By Nate Smith
Last week’s announcement by President Barack Obama about supporting gay marriage has stirred the minds of everyone this week (including Mr. Thomas with his column.)
Unlike Thomas with his biblical reasons against gay marriage, my thoughts are more personal.
Before last week when someone asked me about gay marriage I always jokingly gave the answer “Well, everyone has the right to be unhappy.”
But since Obama’s interview with Robin Roberts last week, I have seriously thought about the subject and whether I really support it or just be glib.
I start thinking about the gay men and lesbians that I know. Like one of my wife’s best friends and the godfather to one of my sons. One of my ex-girlfriends who raises her children with her girlfiend. One of my best friends from college. The people I have met in our community and work with regularly.

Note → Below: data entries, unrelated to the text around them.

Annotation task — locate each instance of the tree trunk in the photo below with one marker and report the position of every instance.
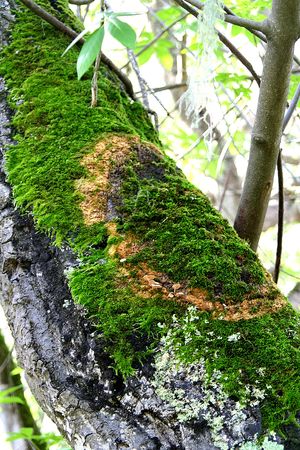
(284, 26)
(183, 342)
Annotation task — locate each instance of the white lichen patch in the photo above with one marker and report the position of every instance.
(200, 98)
(196, 395)
(267, 444)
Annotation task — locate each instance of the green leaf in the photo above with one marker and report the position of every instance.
(121, 31)
(5, 392)
(146, 55)
(16, 371)
(89, 51)
(80, 35)
(24, 433)
(11, 399)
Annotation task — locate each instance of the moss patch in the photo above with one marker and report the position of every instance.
(149, 242)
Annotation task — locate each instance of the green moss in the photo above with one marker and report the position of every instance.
(188, 239)
(180, 233)
(129, 323)
(55, 123)
(258, 360)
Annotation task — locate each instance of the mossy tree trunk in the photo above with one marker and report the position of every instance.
(177, 338)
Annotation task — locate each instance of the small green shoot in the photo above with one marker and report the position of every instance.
(118, 29)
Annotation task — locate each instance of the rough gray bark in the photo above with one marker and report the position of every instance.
(66, 366)
(68, 371)
(283, 32)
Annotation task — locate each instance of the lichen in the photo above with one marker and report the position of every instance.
(149, 243)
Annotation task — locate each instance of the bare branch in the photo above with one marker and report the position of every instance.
(81, 2)
(261, 26)
(291, 108)
(157, 37)
(226, 42)
(36, 9)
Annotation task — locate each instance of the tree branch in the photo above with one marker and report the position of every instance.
(157, 37)
(226, 42)
(251, 25)
(81, 2)
(36, 9)
(268, 126)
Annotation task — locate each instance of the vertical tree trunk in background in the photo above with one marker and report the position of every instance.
(153, 326)
(284, 26)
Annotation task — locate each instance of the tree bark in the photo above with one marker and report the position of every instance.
(151, 212)
(283, 32)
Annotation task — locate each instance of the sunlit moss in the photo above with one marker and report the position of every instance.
(177, 231)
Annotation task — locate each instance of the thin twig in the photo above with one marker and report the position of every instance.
(225, 41)
(36, 9)
(261, 26)
(291, 108)
(142, 82)
(229, 12)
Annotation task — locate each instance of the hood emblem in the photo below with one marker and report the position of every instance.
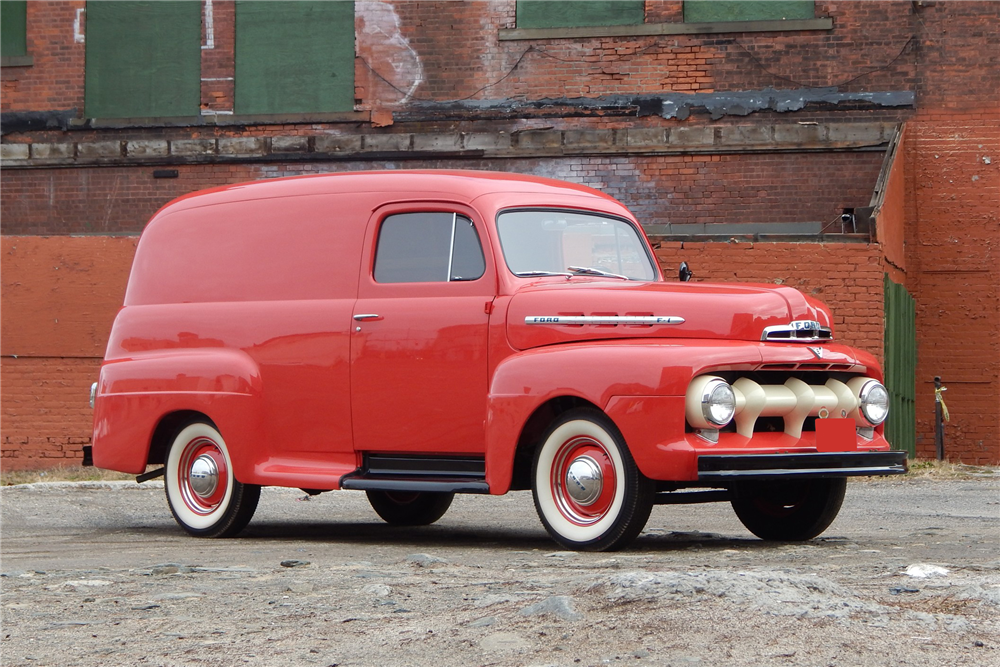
(577, 320)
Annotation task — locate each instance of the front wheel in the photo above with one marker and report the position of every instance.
(203, 495)
(410, 508)
(789, 511)
(588, 491)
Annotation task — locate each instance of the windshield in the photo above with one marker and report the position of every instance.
(572, 243)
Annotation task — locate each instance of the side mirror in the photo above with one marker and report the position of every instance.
(684, 274)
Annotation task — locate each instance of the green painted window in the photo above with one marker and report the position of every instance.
(716, 11)
(578, 14)
(143, 59)
(13, 28)
(294, 57)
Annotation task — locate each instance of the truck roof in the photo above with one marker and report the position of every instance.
(465, 184)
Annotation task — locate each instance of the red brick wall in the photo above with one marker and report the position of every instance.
(59, 298)
(46, 414)
(847, 277)
(55, 80)
(677, 189)
(451, 49)
(954, 274)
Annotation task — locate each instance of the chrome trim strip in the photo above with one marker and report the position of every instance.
(614, 320)
(799, 331)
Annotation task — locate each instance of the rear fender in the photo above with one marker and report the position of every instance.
(134, 395)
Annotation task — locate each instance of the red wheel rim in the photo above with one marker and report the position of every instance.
(202, 475)
(583, 499)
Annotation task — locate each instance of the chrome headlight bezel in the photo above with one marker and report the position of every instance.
(873, 402)
(718, 402)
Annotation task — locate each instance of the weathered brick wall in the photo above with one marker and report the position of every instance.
(409, 52)
(59, 298)
(762, 188)
(46, 416)
(847, 277)
(55, 81)
(953, 267)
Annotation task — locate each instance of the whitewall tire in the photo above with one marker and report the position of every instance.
(203, 495)
(588, 491)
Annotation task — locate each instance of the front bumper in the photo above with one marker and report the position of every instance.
(733, 467)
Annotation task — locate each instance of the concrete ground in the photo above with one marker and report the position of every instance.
(99, 574)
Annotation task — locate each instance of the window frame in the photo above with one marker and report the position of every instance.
(640, 235)
(455, 215)
(20, 58)
(660, 29)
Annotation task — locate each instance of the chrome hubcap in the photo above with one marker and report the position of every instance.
(204, 477)
(584, 480)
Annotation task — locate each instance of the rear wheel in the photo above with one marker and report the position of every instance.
(789, 511)
(203, 495)
(410, 508)
(588, 491)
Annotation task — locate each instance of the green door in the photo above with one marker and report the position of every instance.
(900, 366)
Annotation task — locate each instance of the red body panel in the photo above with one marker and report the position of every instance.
(256, 306)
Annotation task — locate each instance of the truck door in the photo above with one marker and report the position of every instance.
(419, 337)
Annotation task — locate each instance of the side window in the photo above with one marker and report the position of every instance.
(428, 247)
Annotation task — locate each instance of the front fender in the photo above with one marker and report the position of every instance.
(136, 393)
(597, 373)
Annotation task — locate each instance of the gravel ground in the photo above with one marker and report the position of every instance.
(98, 574)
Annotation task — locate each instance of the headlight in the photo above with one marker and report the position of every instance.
(874, 402)
(710, 403)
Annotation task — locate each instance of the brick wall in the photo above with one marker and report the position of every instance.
(59, 299)
(847, 277)
(953, 266)
(55, 81)
(762, 188)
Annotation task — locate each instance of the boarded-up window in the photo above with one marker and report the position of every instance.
(294, 57)
(143, 59)
(13, 28)
(714, 11)
(577, 13)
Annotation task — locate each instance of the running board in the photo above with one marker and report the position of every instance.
(414, 484)
(435, 474)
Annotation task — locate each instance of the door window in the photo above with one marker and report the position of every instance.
(428, 247)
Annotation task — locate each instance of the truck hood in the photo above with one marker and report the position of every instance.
(696, 310)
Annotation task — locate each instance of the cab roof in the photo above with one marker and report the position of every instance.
(463, 184)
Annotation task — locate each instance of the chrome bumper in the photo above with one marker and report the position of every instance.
(783, 466)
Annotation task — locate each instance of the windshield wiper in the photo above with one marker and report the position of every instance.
(533, 274)
(590, 271)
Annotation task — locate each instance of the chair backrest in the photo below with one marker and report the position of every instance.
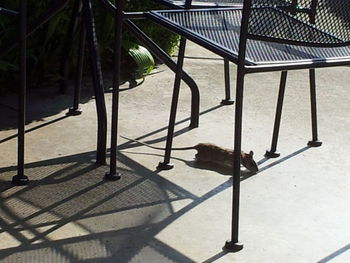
(301, 22)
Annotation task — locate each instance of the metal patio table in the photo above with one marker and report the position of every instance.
(26, 29)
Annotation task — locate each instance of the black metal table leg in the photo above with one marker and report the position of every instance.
(20, 178)
(67, 46)
(234, 245)
(118, 22)
(166, 165)
(314, 142)
(272, 153)
(97, 82)
(75, 110)
(227, 100)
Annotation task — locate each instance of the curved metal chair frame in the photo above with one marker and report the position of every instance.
(263, 36)
(26, 29)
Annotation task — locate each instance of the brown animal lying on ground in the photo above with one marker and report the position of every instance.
(210, 153)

And then I look at history. My mind goes back to the Civil Rights movement in the 1960s. I wasn’t there, I was born in 1978, but I often wonder what I would do if I lived during that time. If I lived in Birmingham, Ala. or elsewhere in the Old South during that time.
I would like to think then I would be supporting equal rights. If I lived in the early to mid-1970s, I would think that I would have supported equal rights for women.

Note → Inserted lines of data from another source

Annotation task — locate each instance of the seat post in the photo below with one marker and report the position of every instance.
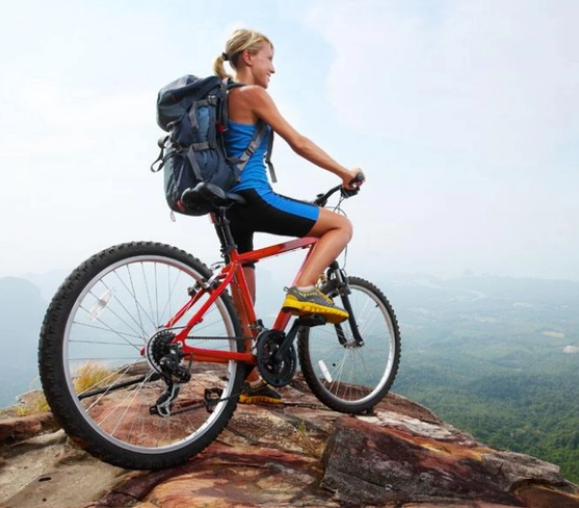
(223, 230)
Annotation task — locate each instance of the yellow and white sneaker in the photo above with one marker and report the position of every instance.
(312, 301)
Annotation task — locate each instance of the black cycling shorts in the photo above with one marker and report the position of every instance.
(269, 213)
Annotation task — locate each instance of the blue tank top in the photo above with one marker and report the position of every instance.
(237, 139)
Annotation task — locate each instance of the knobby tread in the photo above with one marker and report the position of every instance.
(52, 372)
(314, 383)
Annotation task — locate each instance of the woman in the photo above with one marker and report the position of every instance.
(250, 54)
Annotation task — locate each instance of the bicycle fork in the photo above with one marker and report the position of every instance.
(337, 284)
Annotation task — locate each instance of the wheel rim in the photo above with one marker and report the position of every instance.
(350, 374)
(105, 334)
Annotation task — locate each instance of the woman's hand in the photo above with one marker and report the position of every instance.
(354, 179)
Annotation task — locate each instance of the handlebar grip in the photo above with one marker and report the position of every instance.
(359, 178)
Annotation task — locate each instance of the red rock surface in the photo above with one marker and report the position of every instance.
(296, 455)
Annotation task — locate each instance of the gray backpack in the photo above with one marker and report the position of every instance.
(194, 113)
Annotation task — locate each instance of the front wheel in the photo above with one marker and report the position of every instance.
(345, 375)
(103, 345)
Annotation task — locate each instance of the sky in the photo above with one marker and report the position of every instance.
(464, 116)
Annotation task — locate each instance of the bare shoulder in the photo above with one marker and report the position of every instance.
(253, 94)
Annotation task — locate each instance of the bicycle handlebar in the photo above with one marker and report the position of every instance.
(322, 199)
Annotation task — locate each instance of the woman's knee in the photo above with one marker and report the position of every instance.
(332, 222)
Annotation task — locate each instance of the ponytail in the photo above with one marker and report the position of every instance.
(240, 41)
(219, 68)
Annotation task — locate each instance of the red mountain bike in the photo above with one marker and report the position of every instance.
(144, 349)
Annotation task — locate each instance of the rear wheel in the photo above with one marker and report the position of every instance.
(103, 349)
(343, 374)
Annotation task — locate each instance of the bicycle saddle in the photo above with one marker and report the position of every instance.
(208, 195)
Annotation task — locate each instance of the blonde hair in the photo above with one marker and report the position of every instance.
(240, 41)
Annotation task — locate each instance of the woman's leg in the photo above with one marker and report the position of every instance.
(334, 232)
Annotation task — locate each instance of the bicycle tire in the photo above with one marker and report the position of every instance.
(346, 377)
(93, 339)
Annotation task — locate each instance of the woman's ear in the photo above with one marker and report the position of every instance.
(247, 57)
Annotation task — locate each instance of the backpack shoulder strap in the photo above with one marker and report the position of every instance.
(256, 140)
(268, 158)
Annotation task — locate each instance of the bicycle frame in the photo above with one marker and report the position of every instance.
(232, 273)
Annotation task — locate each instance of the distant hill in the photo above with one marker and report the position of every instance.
(21, 312)
(495, 356)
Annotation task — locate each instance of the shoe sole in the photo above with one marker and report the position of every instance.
(333, 316)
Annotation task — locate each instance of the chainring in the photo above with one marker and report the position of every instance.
(275, 371)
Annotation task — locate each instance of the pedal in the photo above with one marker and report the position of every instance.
(312, 320)
(212, 397)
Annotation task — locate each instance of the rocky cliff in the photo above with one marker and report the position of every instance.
(298, 454)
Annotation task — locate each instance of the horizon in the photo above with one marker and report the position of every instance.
(464, 117)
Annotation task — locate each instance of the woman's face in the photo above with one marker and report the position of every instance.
(262, 65)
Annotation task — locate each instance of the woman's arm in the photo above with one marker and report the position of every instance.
(260, 104)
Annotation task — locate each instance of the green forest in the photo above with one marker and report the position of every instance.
(497, 358)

The issue of gay rights is likely to be the equality issue of my generation. And like my parents and generations before me, I have to make a decision of acceptance.
I often go to the denial scenario. I can choose to either support gay rights, or stand in front of another person, one that may be my friend, that I know and say “No. You can’t marry.”
I can’t, and I won’t.
Unlike Mr. Thomas on this page, I have no political reason to deny gay marriage because I have the delusional belief that “my” candidate might benefit from what Obama decided.
So that is where my support from gay marriage comes from. It does not come from forcing my beliefs on others. Although I agree with Obama a lot more than Romney, my decision doesn’t come from compromise, nor from politics.
It doesn’t come from a belief that marriage is sacred. For me, gay marriage is not a religious argument. Supporting gay marriage, in my mind, does not mean forcing churches to officiate gay marriages. It just means the same rights that some states want to deny because they are forcing beliefs onto others. This is my decision and others will come to their own decisions on their own time.
My decision to support gay marriage comes from the people I know and what is right and equal. Nothing more, nothing less.
That and everyone deserves the right to be unhappy, er, happy. You know what I mean.